Password Form Usability: Duke Energy

When you’re singing up with any online service, picking a password is always trouble. What weird password requirements does this service have? Tonight I had that question with Duke Energy’s sign-up form. Fortunately, they had a Help icon that described the password rules:

Duke Energy Sign-up Form: password rules
Text reads: Password are case-sensitive and must contain at least eight letters or numbers.

OK, minimum of 8 alphanumeric characters. Easy enough.

I use Password Safe as my password manager. I have no idea what any of my passwords are: they are auto-generated random strings. I generated a new random password and entered it into the form:

Duke Energy Form: password feedback mixed messages
Text reads: Must be at least eight characters, contain one letter and one number and no special characters.

OK, so the password rules are a little different than what was initially described. But which symbols are special characters? And this screen is sending mixed-messages: if the password strength is rated Strong, why is it not valid?

I updated the password generation rules in Password Safe to generate a new password, assuming that only alphanumeric characters are allowed:

  • Use lowercase letters, minimum 1
  • Use upper case letters, no minimum
  • Use numbers, minimum 1
  • No symbols

And, since no symbols are included, I increased the password length to 16 characters. This new password was accepted, but the feedback indicates that the password is only moderately strong!

Duke Energy form: a valid password, rated moderately strong
The password is valid, but rated only moderately strong

I’m guessing that the code that generates the password strength indicator is from a 3rd-party and has no knowledge of Duke Energy’s password rules.

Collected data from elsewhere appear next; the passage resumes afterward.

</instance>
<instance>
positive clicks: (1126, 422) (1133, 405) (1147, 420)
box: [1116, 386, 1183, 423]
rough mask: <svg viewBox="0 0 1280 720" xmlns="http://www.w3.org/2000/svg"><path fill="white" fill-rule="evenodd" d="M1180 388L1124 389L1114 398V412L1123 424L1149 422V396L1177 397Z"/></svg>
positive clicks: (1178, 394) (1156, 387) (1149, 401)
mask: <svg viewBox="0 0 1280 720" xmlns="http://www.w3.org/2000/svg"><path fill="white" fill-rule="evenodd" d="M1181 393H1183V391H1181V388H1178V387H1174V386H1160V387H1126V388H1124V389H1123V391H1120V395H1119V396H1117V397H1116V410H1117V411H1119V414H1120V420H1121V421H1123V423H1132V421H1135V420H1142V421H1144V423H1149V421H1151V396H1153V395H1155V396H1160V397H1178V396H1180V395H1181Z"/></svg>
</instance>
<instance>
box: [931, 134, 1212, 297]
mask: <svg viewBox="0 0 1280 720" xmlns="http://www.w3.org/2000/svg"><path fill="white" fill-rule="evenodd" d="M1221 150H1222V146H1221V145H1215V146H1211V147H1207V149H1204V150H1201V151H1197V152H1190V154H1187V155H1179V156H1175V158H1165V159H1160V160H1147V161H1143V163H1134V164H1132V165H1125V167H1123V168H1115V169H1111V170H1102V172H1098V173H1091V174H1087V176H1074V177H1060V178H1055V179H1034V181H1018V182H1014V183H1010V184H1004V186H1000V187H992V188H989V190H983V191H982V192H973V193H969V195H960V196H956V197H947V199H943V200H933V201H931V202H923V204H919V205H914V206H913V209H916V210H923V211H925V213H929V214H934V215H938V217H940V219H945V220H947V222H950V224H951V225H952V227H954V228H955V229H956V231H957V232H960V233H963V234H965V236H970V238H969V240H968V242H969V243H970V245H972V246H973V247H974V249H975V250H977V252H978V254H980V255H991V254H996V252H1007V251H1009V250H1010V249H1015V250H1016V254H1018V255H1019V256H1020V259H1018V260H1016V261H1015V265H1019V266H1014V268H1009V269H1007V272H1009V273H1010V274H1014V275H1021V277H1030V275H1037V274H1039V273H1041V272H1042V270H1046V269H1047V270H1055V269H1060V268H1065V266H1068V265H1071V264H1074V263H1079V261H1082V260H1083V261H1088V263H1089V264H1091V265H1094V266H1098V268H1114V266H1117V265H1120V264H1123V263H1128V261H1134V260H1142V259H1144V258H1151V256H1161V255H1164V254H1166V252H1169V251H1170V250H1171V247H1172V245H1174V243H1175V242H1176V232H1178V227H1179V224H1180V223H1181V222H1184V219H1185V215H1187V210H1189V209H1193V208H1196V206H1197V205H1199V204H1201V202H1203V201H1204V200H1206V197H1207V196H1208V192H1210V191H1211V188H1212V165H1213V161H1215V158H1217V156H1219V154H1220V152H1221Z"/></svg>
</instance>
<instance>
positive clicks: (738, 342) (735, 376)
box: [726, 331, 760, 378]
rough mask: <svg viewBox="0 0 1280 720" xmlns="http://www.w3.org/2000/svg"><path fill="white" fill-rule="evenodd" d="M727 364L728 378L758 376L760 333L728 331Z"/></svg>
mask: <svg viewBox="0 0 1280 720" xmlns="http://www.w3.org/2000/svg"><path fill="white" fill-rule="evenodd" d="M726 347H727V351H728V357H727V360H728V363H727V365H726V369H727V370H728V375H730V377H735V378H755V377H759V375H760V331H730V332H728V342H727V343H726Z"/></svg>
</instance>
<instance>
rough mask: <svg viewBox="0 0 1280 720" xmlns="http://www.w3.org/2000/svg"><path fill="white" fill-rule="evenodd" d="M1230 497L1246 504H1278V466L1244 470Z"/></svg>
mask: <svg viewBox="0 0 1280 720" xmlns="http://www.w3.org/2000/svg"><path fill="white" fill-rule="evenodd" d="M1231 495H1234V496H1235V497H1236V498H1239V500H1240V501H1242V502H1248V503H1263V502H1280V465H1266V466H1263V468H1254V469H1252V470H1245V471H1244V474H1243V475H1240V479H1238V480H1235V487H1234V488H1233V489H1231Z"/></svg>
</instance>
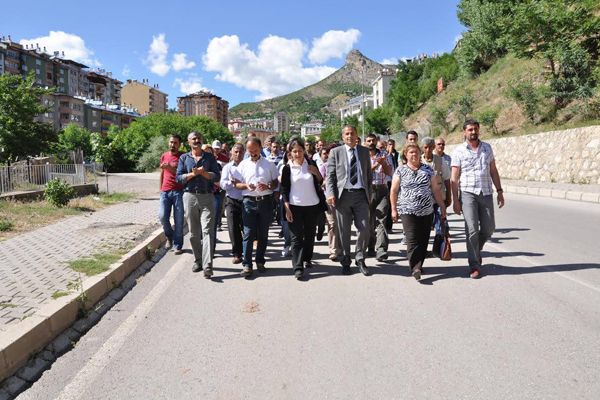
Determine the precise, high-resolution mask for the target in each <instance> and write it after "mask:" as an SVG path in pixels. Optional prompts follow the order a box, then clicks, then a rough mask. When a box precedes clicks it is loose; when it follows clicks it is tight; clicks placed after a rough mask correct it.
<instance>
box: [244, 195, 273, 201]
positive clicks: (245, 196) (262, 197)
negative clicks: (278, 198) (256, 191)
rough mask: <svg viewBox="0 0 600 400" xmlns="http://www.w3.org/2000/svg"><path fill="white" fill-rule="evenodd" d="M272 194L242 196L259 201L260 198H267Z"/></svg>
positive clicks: (247, 198)
mask: <svg viewBox="0 0 600 400" xmlns="http://www.w3.org/2000/svg"><path fill="white" fill-rule="evenodd" d="M272 197H273V195H272V194H266V195H264V196H244V198H245V199H250V200H253V201H261V200H267V199H270V198H272Z"/></svg>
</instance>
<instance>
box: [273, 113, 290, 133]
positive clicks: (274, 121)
mask: <svg viewBox="0 0 600 400" xmlns="http://www.w3.org/2000/svg"><path fill="white" fill-rule="evenodd" d="M273 130H274V131H275V132H277V133H282V132H289V131H290V119H289V117H288V115H287V114H286V113H284V112H282V111H280V112H278V113H275V115H274V116H273Z"/></svg>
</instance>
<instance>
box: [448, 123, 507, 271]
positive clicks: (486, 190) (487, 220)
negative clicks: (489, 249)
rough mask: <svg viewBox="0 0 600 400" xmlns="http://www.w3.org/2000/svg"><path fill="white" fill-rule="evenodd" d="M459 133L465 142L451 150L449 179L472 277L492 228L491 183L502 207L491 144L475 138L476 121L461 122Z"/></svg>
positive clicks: (497, 180)
mask: <svg viewBox="0 0 600 400" xmlns="http://www.w3.org/2000/svg"><path fill="white" fill-rule="evenodd" d="M463 133H464V136H465V142H464V143H463V144H461V145H459V146H457V147H456V149H455V150H454V152H453V153H452V177H451V178H450V182H451V186H452V201H453V203H454V212H455V213H456V214H457V215H460V214H464V217H465V233H466V236H467V255H468V259H469V267H470V269H471V271H470V274H469V275H470V277H471V278H473V279H476V278H479V276H480V268H481V249H483V245H484V244H485V242H486V241H487V240H488V239H490V238H491V237H492V234H493V233H494V230H495V229H496V225H495V221H494V199H493V190H492V183H493V184H494V186H495V187H496V193H498V207H499V208H502V207H503V206H504V193H503V190H502V185H501V184H500V174H499V173H498V169H497V168H496V161H495V160H494V152H493V151H492V146H490V145H489V144H488V143H485V142H482V141H481V140H479V122H477V121H475V120H472V119H469V120H467V121H465V123H464V125H463ZM459 188H460V193H459Z"/></svg>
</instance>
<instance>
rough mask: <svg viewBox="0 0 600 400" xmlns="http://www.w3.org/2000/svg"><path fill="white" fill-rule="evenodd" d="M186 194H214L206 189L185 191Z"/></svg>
mask: <svg viewBox="0 0 600 400" xmlns="http://www.w3.org/2000/svg"><path fill="white" fill-rule="evenodd" d="M184 192H186V193H194V194H212V190H206V189H185V190H184Z"/></svg>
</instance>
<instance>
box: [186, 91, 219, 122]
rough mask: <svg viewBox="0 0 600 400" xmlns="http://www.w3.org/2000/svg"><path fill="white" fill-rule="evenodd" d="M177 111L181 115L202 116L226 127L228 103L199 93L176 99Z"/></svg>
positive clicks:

My problems with this, from a usability perspective:

  1. The password rules should apparent and described accurately.
  2. The password strength indicator should be aware of any password rules, and should describe a rejected password as such.

From a security perspective, I don’t see why any keyboard characters should be restricted. More characters to choose from means more complexity. Plus, if there were no character restrictions, it would be easier to describe the rules–and use an accurate 3rd-party password-strength tool.

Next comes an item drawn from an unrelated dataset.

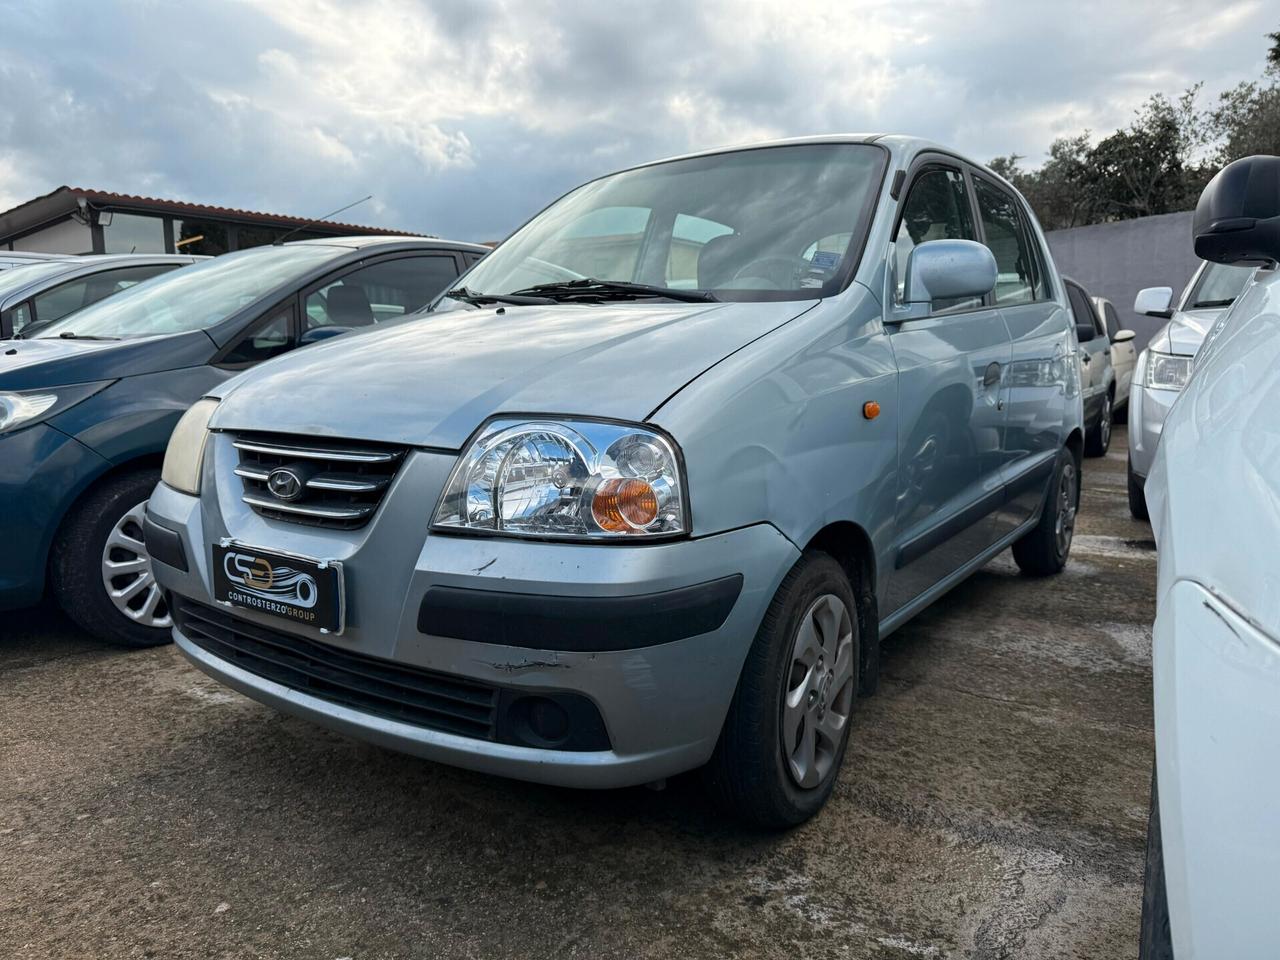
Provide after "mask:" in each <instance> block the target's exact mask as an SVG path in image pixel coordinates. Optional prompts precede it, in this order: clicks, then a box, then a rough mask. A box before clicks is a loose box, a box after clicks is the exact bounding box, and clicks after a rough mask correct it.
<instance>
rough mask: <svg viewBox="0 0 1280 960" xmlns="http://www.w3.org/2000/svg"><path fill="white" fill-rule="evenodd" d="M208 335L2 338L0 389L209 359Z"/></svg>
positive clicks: (16, 388)
mask: <svg viewBox="0 0 1280 960" xmlns="http://www.w3.org/2000/svg"><path fill="white" fill-rule="evenodd" d="M212 352H214V344H212V340H210V339H209V337H206V335H205V334H204V333H202V332H200V330H195V332H192V333H179V334H172V335H166V337H147V338H142V339H125V340H64V339H52V338H50V339H41V338H36V339H32V340H4V342H0V389H4V390H32V389H40V388H44V387H65V385H68V384H76V383H91V381H95V380H118V379H120V378H122V376H137V375H140V374H154V372H159V371H161V370H178V369H182V367H186V366H198V365H200V364H207V362H209V360H210V357H211V355H212Z"/></svg>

Encrypted versus hashed passwords

I’m trying to decide whether it is better to store passwords in a database as key-encrypted strings, or as the result of a hash function (with salt).

Padlock

An encrypted string is secure as long as the key is secure, which it seems to me is both its strength and its Achilles’ heel. Since the application that accesses the database needs to use the key, that means that if both the database and the application server are compromised, the data is compromised.

It also means that if the application developers have access to the database, or if the DBAs have access to the application code, the data is available to those individuals. Even though those users are most likely trustworthy, it is perhaps an unnecessary risk–not to mention their workstations may be compromised. On top of that, you need to worry about key escrow–if you lose the key, you no longer have access to your own data.

A hashed value is secure even if the database and the application are compromised, as it is the result of a one-way function. The value is also inaccessible to either the application developers or the DBAs, which provides an additional layer of security. On the other hand, since it uses a well-known hash function, such as MD5, creating a dictionary file of hashed values is trivial, and apparently an even more effective method to reveal hashed data is to use a rainbow table (the description of which goes a bit over my head right now).

That’s where the salt comes in: concatenate the original value along with extra data before creating the hash. I can see how this would foil a simple dictionary of hashed values. From what I’ve read, the salt value can be unique for each hashed value, and can be stored alongside the hashed value in the database. I’m not sure I entirely understand how that defends against rainbow tables, but it sounds good to me.

Using a hashed value, you can’t retrieve the original data–you can only match against it. This would not work well for data that you need to access again in its original form, e.g. phone numbers. This is a drawback in some cases, but probably not for passwords.

Right now I’m leaning towards salted hash over encryption, but maybe that’s because I’m hungry and it sounds more like breakfast. I’d love to know what other people think.